Несколько лет спустя хозяин офиса говорил, что он до последнего момента не видел фотографий, которые собирался выставлять Видер. Его первой реакцией на проект Видера было естественное желание предложить для этих целей гостиную или даже весь дом, чтобы лучше расположить экспонаты, но Видер отказался. Он аргументировал свой отказ тем, что фотографии якобы нуждались в четко ограниченном пространстве и хорошо вписывались именно в комнату автора. Он сказал, что после воздушного представления будет правильно – и интересно как раз своей парадоксальностью – пригласить публику познакомиться с эпилогом небесной поэзии в каморку поэта. Что до собственно фотографий, то Видер заявил хозяину офиса, что они будут сюрпризом, а заранее можно сказать лишь одно: речь идет о поэзии зримой, экспериментальной, о квинтэссенции поэзии, чистом искусстве, о чем-то, что будет интересно абсолютно всем. Кроме того, Видер заставил хозяина дать слово, что ни он сам, ни кто другой не войдут в комнату до открытия выставки. Хозяин офиса сказал, что может поискать в шкафах ключ от комнаты, чтобы не оставалось никаких сомнений, но Видер ответил, что нет необходимости – вполне достаточно слова офицера. Хозяин торжественно дал слово чести.
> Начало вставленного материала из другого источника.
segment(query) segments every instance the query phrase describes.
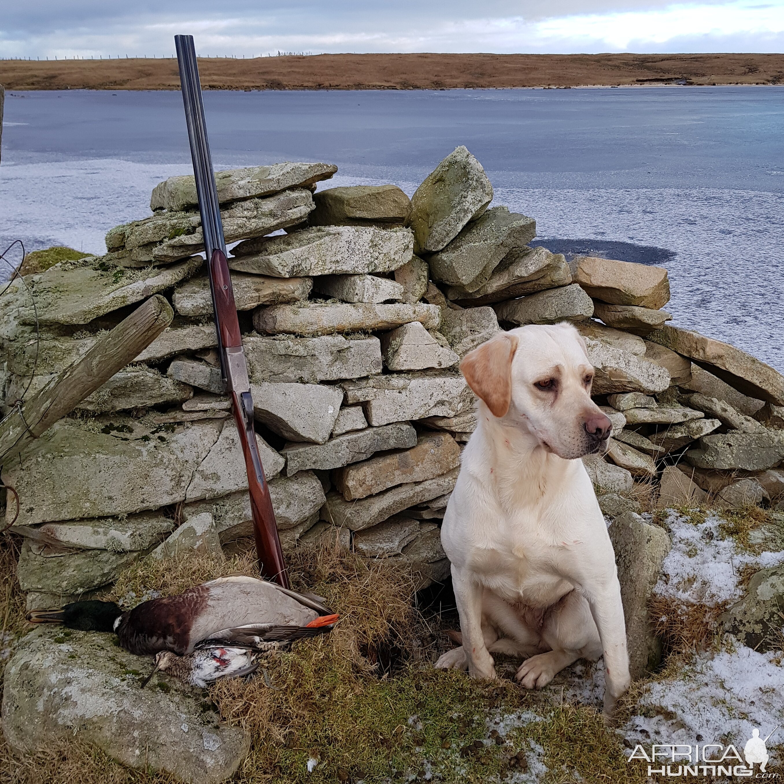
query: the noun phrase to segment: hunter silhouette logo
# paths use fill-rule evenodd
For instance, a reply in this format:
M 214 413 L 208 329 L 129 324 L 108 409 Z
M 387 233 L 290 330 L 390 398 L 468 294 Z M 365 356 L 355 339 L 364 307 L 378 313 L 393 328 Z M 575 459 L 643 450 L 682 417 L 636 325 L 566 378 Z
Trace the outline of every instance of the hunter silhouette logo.
M 764 739 L 760 737 L 757 728 L 753 728 L 751 737 L 742 747 L 742 757 L 738 748 L 731 744 L 702 743 L 691 746 L 688 743 L 654 743 L 648 748 L 640 744 L 636 746 L 628 761 L 632 763 L 634 760 L 641 760 L 647 762 L 648 776 L 779 779 L 779 774 L 767 770 L 770 755 L 765 744 L 780 726 L 775 728 Z M 756 774 L 754 765 L 760 766 L 759 772 Z
M 781 724 L 779 725 L 780 727 Z M 779 727 L 773 731 L 775 732 Z M 743 756 L 746 757 L 746 764 L 750 768 L 753 768 L 755 764 L 760 766 L 760 772 L 765 772 L 765 765 L 768 764 L 768 747 L 765 744 L 770 739 L 773 732 L 771 732 L 768 737 L 763 740 L 760 737 L 760 731 L 755 727 L 751 731 L 751 737 L 746 742 L 746 746 L 743 746 Z

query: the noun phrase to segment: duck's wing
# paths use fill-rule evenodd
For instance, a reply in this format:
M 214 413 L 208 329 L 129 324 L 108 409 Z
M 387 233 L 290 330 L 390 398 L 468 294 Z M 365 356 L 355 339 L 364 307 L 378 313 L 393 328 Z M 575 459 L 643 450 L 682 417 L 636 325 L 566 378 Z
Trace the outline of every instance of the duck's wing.
M 281 593 L 296 599 L 300 604 L 304 604 L 305 607 L 309 607 L 311 610 L 315 610 L 322 615 L 331 615 L 332 614 L 332 611 L 324 604 L 325 600 L 323 596 L 318 596 L 318 593 L 311 593 L 308 591 L 300 593 L 298 591 L 292 590 L 290 588 L 283 588 L 281 586 L 278 585 L 277 583 L 270 583 L 269 580 L 260 580 L 257 577 L 249 577 L 247 575 L 231 575 L 228 577 L 218 577 L 214 580 L 210 580 L 209 583 L 203 584 L 205 586 L 218 586 L 227 583 L 266 583 L 267 585 L 276 588 Z
M 264 651 L 296 642 L 307 637 L 318 637 L 331 631 L 334 622 L 316 626 L 281 626 L 271 623 L 249 623 L 234 629 L 222 629 L 196 644 L 196 649 L 215 648 L 218 645 L 246 648 Z
M 296 601 L 300 604 L 304 604 L 306 607 L 309 607 L 311 610 L 315 610 L 319 615 L 332 615 L 332 611 L 324 604 L 325 599 L 323 596 L 317 596 L 315 593 L 299 593 L 296 590 L 292 590 L 290 588 L 283 588 L 277 583 L 274 583 L 273 585 L 281 593 L 285 593 L 286 596 L 290 596 L 292 599 L 296 599 Z

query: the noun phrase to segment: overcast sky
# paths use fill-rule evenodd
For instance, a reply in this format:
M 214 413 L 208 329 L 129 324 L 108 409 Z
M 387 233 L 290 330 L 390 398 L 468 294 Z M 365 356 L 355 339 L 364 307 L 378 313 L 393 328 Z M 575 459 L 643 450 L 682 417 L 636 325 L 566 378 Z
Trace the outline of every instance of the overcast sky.
M 784 0 L 0 0 L 0 56 L 782 52 Z

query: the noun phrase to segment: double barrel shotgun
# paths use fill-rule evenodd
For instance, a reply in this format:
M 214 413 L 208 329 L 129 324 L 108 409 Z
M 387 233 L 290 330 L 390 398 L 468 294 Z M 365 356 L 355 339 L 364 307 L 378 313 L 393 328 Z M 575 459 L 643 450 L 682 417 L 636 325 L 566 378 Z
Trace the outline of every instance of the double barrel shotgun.
M 248 365 L 242 350 L 240 325 L 231 288 L 229 266 L 226 261 L 226 241 L 220 220 L 218 191 L 212 171 L 207 127 L 201 101 L 196 50 L 191 35 L 176 35 L 180 65 L 180 82 L 185 104 L 185 120 L 191 141 L 191 155 L 194 162 L 198 209 L 201 213 L 204 245 L 207 256 L 209 289 L 212 296 L 215 328 L 218 334 L 218 354 L 220 373 L 227 392 L 231 397 L 231 409 L 239 433 L 240 444 L 245 455 L 250 492 L 251 514 L 253 517 L 253 535 L 262 576 L 289 588 L 289 576 L 283 563 L 281 541 L 275 524 L 270 489 L 264 477 L 264 469 L 259 456 L 253 427 L 253 399 L 250 393 Z

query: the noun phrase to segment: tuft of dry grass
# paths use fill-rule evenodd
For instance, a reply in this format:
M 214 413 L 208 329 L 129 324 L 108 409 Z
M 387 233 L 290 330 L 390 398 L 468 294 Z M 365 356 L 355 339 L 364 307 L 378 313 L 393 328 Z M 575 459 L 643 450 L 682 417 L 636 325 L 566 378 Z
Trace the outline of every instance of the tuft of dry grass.
M 719 524 L 722 536 L 731 536 L 747 552 L 761 552 L 764 548 L 761 545 L 752 544 L 750 535 L 752 531 L 771 521 L 768 512 L 754 504 L 746 504 L 740 509 L 727 510 L 717 514 L 722 517 Z
M 423 780 L 502 782 L 520 772 L 532 744 L 543 749 L 549 782 L 629 779 L 618 737 L 593 709 L 553 707 L 545 695 L 509 680 L 473 681 L 418 662 L 430 631 L 412 603 L 414 575 L 400 559 L 365 561 L 334 547 L 289 555 L 296 590 L 325 597 L 341 619 L 328 635 L 276 652 L 246 679 L 218 681 L 209 699 L 243 727 L 251 751 L 236 784 L 367 784 Z M 136 564 L 121 575 L 116 599 L 176 593 L 229 574 L 256 574 L 251 557 L 185 557 Z M 138 598 L 136 601 L 139 601 Z M 396 652 L 383 672 L 380 654 Z M 514 669 L 514 668 L 513 668 Z M 488 720 L 535 711 L 541 721 L 488 735 Z M 317 760 L 309 772 L 309 760 Z M 173 784 L 165 775 L 129 770 L 77 739 L 23 759 L 0 739 L 0 784 Z
M 719 633 L 719 616 L 728 604 L 709 607 L 654 593 L 648 603 L 648 617 L 662 640 L 665 655 L 703 650 L 713 644 Z
M 209 554 L 178 553 L 171 558 L 143 558 L 121 572 L 104 598 L 132 607 L 143 597 L 172 596 L 218 577 L 245 575 L 258 577 L 259 568 L 250 555 L 220 558 Z
M 16 757 L 0 735 L 0 784 L 179 784 L 164 773 L 129 771 L 78 737 Z
M 11 534 L 0 536 L 0 683 L 14 641 L 29 626 L 24 619 L 24 593 L 16 579 L 20 540 Z

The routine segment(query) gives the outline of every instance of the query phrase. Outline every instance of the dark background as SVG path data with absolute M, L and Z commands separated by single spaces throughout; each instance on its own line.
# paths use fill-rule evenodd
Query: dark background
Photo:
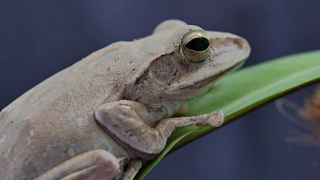
M 0 110 L 93 51 L 148 35 L 168 18 L 246 38 L 244 66 L 320 48 L 319 0 L 1 0 Z M 301 104 L 314 88 L 286 98 Z M 318 179 L 320 152 L 286 142 L 292 127 L 271 102 L 170 154 L 146 179 Z

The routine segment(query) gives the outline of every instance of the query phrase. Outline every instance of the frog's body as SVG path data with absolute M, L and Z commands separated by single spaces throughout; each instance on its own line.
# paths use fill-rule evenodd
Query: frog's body
M 186 34 L 184 32 L 198 28 L 190 26 L 177 32 L 178 28 L 185 26 L 180 21 L 166 22 L 158 26 L 155 32 L 149 36 L 132 42 L 110 44 L 45 80 L 2 110 L 0 113 L 0 179 L 32 179 L 56 166 L 58 172 L 56 174 L 60 174 L 62 168 L 59 168 L 58 165 L 72 157 L 95 150 L 106 150 L 114 157 L 124 157 L 127 160 L 137 157 L 150 158 L 150 156 L 160 152 L 163 148 L 162 146 L 154 148 L 154 145 L 148 145 L 148 142 L 138 142 L 143 135 L 130 134 L 130 137 L 133 137 L 130 139 L 128 134 L 120 132 L 118 129 L 128 128 L 130 130 L 136 130 L 128 122 L 114 125 L 120 127 L 118 128 L 106 128 L 104 126 L 113 125 L 102 122 L 109 120 L 106 120 L 110 118 L 104 118 L 104 116 L 114 119 L 116 118 L 113 118 L 114 116 L 118 118 L 118 114 L 125 114 L 122 109 L 112 108 L 112 106 L 118 105 L 118 102 L 122 102 L 121 105 L 123 105 L 130 101 L 128 106 L 136 108 L 135 110 L 139 116 L 144 116 L 154 110 L 154 114 L 150 116 L 154 118 L 141 122 L 154 128 L 160 120 L 172 115 L 184 101 L 206 90 L 222 75 L 222 72 L 230 71 L 232 67 L 234 68 L 236 64 L 238 66 L 244 62 L 237 60 L 230 62 L 228 67 L 218 69 L 214 75 L 221 74 L 216 75 L 214 78 L 212 78 L 212 74 L 208 75 L 206 72 L 208 68 L 202 68 L 202 65 L 195 65 L 198 66 L 197 70 L 201 70 L 196 72 L 186 66 L 186 62 L 182 62 L 184 64 L 182 66 L 184 69 L 181 69 L 180 64 L 177 64 L 172 60 L 178 58 L 180 51 L 177 50 L 181 46 L 182 37 Z M 208 36 L 215 37 L 217 41 L 221 40 L 219 38 L 226 36 L 241 39 L 243 42 L 240 46 L 242 49 L 240 53 L 232 52 L 230 56 L 242 60 L 248 56 L 248 44 L 240 38 L 229 34 L 206 32 Z M 238 42 L 234 42 L 232 39 L 230 42 L 218 43 L 217 46 L 234 44 L 234 46 L 217 48 L 212 52 L 223 56 L 223 53 L 230 48 L 239 48 L 234 44 Z M 162 60 L 164 58 L 165 59 Z M 162 60 L 156 62 L 156 60 Z M 222 60 L 216 58 L 212 60 L 212 66 L 218 68 L 220 61 Z M 167 63 L 168 66 L 166 68 L 156 72 L 156 70 L 158 70 L 159 67 L 165 66 Z M 171 65 L 174 68 L 170 68 Z M 230 70 L 226 70 L 228 68 Z M 160 72 L 162 70 L 168 72 L 162 74 Z M 189 72 L 189 76 L 184 77 L 184 72 Z M 159 76 L 161 74 L 162 77 L 154 74 Z M 164 80 L 162 75 L 171 77 Z M 197 84 L 200 81 L 197 80 L 194 82 L 195 84 L 188 88 L 190 85 L 186 84 L 193 84 L 192 78 L 199 76 L 201 78 L 201 78 L 200 80 L 205 82 L 209 80 L 212 82 Z M 175 83 L 172 82 L 173 80 Z M 196 93 L 184 93 L 193 92 L 195 88 L 200 90 Z M 177 98 L 174 98 L 177 96 Z M 138 104 L 135 106 L 136 104 Z M 104 104 L 108 105 L 104 107 Z M 101 106 L 102 108 L 109 108 L 111 109 L 109 112 L 112 111 L 116 115 L 100 113 L 103 110 L 97 109 Z M 140 111 L 144 106 L 148 107 L 148 110 Z M 156 112 L 157 110 L 160 112 Z M 96 119 L 101 120 L 98 124 Z M 116 120 L 120 122 L 122 119 L 120 120 Z M 136 124 L 140 126 L 140 121 Z M 139 152 L 136 153 L 137 151 Z M 117 163 L 114 160 L 111 161 Z M 65 164 L 68 165 L 68 163 Z M 117 167 L 115 169 L 119 168 Z M 68 172 L 68 168 L 64 168 L 66 170 L 66 174 L 73 173 Z M 122 170 L 121 167 L 120 170 Z M 122 172 L 123 170 L 120 170 L 118 177 L 122 177 Z M 48 173 L 46 176 L 42 178 L 54 179 L 52 174 Z M 110 176 L 112 179 L 114 175 Z M 58 178 L 66 176 L 63 175 Z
Разумеется, количество приглашений на выставку в Провиденсии было ограничено, ждали лишь избранных: нескольких летчиков, нескольких молодых культурных (или всерьез казавшихся культурными) военных (самый старший не дослужился еще и до майора), тройку журналистов, пару художников, старого поэта из правых, который когда-то слыл авангардистом, а после военного переворота, похоже, обрел второе дыхание, какую-то молодую интересную даму (насколько мне известно, на выставке побывала только одна женщина – Татьяна фон Бек Ираола) и слабого здоровьем отца Карлоса Видера, проживавшего в Винья-дель-Мар.
С самого начала все пошло плохо. В день воздушного представления небо с утра было закрыто большими тяжелыми черными тучами, которые медленно ползли над долиной к югу. Кое-кто из начальства советовал отменить полет. Видер отмахнулся от дурных предсказаний и, говорят, поспорил с кем-то в темном углу ангара. Его самолет поднялся в воздух, и зрители увидели – скорее с надеждой, нежели с восторгом – несколько вступительных пируэтов. Он пронесся на бреющем полете, продемонстрировал петлю и обратную петлю. И никакого дыма. Армейские и их жены были счастливы, хотя некоторые высшие чины ВВС спрашивали друг друга, в чем дело. И вот самолет набрал высоту и скрылся в чреве огромной серой тучи, медленно ползущей над городом, будто она была пастухом, подгонявшим черные грозовые облака.